Last edited 2 months ago by Tom Abbott
Jim Gorman
Reply to  Tom Abbott
August 3, 2021 4:52 am

I read something like this about how to read Pravda back in the CCCP days. It wasn’t so much what they said as what they didn’t say!

Tom Abbott
Reply to  Jim Gorman
August 5, 2021 5:15 am

To make sense of the world, you must assume, until proven otherwise, that the Leftwing Media is distorting the facts when it comes to the political oppostion and especially Trump.

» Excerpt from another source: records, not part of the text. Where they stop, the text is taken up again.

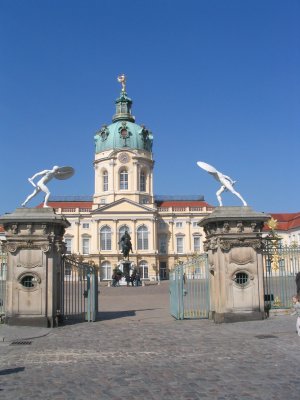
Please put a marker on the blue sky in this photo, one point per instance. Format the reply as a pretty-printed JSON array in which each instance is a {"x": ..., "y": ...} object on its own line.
[{"x": 216, "y": 81}]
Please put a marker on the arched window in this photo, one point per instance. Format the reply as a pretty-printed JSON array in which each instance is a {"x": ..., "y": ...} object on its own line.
[
  {"x": 105, "y": 271},
  {"x": 105, "y": 181},
  {"x": 180, "y": 244},
  {"x": 142, "y": 238},
  {"x": 143, "y": 269},
  {"x": 122, "y": 230},
  {"x": 69, "y": 245},
  {"x": 85, "y": 245},
  {"x": 143, "y": 181},
  {"x": 105, "y": 238},
  {"x": 123, "y": 179}
]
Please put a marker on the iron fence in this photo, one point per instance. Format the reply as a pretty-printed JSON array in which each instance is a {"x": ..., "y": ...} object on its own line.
[
  {"x": 189, "y": 289},
  {"x": 3, "y": 272},
  {"x": 281, "y": 265},
  {"x": 79, "y": 290}
]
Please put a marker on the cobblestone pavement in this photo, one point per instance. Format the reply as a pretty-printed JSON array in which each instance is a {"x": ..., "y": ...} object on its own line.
[{"x": 137, "y": 351}]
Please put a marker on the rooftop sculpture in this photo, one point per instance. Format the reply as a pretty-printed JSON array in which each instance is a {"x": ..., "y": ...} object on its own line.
[
  {"x": 226, "y": 181},
  {"x": 60, "y": 173}
]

They throw out a distortion that travels around the world, and nobody hears about the correction. It’s insidious.

TheFinalNail
Reply to  Tom Abbott
August 3, 2021 2:26 pm

Led astray by Dr Spencer?

August 3, 2021 4:53 am

As in May and late June the Niño region 3.4 was a bit warmer than before, the UAH temperature increased some tenth of degrees.

comment image

But that should change next month

Last edited 2 months ago by Krishna Gans
Richard Page
Reply to  Krishna Gans
August 3, 2021 6:56 am

Oh hell. It’s the beginning of August, a warm NH month – just how low is it going to go?

Reply to  Krishna Gans
August 3, 2021 12:45 pm

The trend on that graph moved warmer when this last active region in the south came into sight back on the 1st of August.

latest_512_0335   8 1 21 ENSO.jpg
Matthew Schilling
August 3, 2021 7:59 am

Considering that humans emerged from Antarctica millennia ago, this warming trend is very disturbing! Wait… what’s that? Africa? Not Antarctica? Oh, okay… Never mind!

Hari Seldon
August 8, 2021 11:24 am

Ladies and Gentlemen,

Please, may I ask a silly question: Why would be so important this UAH Global Temperature Measurement?

Many THX for the answer (I am simply a beginner, so, please, don´t interpret my question as a provocation).

Reply to  Hari Seldon
August 8, 2021 3:57 pm

The satellites give us the best look at conditions on our planet.

Hari Seldon
Reply to  goldminor
August 8, 2021 9:12 pm

Yes, a lot of different parameters will be observed by satellites. However, it seems for me, that UAH plays a key role within the observed set of parameters. Why?

Rich T.
August 14, 2021 2:36 pm

Now claiming the warmest July ever! NOT.. Since NASA changed the numbers downward for 2016. More MSM fraud alarmism. At least 3 articles about thee record heat.